LiarsPokerAfter reading about the much publicized demise of Conde Nast’s two year old $100 million experiment called Portfolio, I stumbled across an article titled “The End” by Michael Lewis on Portfolio.com. Contrary to my initial reaction, this lengthy but brilliant article was about the end of Wall Street as we knew it and not the end of this two year old business magazine. Reading through this article reminded me of Liar’s Poker, a funny insider account of Michael’s four years at Salomon Brothers that helped put him on the map.

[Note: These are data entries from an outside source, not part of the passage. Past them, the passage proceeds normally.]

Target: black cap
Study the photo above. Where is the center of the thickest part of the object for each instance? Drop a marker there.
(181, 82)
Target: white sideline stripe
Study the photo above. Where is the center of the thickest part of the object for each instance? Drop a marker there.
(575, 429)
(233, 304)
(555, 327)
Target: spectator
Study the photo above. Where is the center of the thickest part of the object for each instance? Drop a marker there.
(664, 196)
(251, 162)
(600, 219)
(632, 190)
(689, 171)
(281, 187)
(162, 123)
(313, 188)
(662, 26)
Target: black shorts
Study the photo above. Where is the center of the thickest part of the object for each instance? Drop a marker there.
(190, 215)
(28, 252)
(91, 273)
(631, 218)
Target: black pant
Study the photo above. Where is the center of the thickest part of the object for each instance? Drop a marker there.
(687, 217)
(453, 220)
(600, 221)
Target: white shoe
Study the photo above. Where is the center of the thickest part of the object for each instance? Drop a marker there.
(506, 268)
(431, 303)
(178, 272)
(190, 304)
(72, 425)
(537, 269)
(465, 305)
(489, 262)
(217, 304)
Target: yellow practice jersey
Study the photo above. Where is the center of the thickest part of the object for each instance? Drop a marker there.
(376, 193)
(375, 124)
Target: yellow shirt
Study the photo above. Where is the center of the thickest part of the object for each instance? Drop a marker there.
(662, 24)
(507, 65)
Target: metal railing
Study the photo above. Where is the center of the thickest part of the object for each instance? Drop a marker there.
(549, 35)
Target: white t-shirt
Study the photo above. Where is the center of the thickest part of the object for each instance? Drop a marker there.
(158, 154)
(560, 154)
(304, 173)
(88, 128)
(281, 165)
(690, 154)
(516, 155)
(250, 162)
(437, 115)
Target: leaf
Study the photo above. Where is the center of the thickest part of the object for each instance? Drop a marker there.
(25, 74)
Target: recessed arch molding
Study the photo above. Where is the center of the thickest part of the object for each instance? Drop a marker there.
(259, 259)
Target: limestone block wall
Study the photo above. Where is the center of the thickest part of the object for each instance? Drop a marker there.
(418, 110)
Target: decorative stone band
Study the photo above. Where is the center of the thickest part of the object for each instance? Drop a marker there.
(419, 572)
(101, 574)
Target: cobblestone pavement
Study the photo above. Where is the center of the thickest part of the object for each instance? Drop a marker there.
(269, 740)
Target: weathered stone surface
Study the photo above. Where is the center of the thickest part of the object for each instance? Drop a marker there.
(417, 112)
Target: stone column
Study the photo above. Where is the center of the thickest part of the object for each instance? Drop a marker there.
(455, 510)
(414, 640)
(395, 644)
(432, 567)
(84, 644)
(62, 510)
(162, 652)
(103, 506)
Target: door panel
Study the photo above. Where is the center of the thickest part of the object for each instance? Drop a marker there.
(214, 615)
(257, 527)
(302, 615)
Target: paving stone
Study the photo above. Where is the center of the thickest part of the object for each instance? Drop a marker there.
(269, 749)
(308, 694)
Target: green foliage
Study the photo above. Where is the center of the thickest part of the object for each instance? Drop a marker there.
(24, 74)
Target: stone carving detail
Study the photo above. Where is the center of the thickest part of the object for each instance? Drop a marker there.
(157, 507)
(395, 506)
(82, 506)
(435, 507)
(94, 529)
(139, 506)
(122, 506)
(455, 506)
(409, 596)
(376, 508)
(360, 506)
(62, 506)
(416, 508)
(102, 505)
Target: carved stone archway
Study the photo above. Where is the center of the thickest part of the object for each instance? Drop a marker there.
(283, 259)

Folks who might be wondering if a book written in 1989 about a now defunct investment firm has any relevance in the world we live in now would find of great interest the detailed explanation of how an instrument called the Collateralized Mortgage Obligation (CMO) was invented by Salomon Brothers in June 1983. When I read Liar’s Poker a few years ago, little did I realize that this one instrument, would wreak such havoc more than two decades later when the housing bubble burst in 2006.

Unlike the book we reviewed last month, A Random Walk Down Wall Street by Burton G. Malkiel, Liar’s Poker is not dripping with data from academic studies, graphs or theories but is an easy read peppered with colorful language and anecdodes like the one below that painted a vivid picture of a culture brimming with greed and excess,

If a new employee, dubbed a geek, could make millions of dollars for the company, he became the most revered of all species: a Big Swinging Dick. And nothing in the jungle got in the way of a Big Swinging Dick.

As equity investors many of us have very little exposure to how bonds markets function. Liar’s Poker does a great job of providing us a fun and light hearted glimpse into the world of bond trading as it existed at a Wall Street firm during its peak and is a must read in my opinion.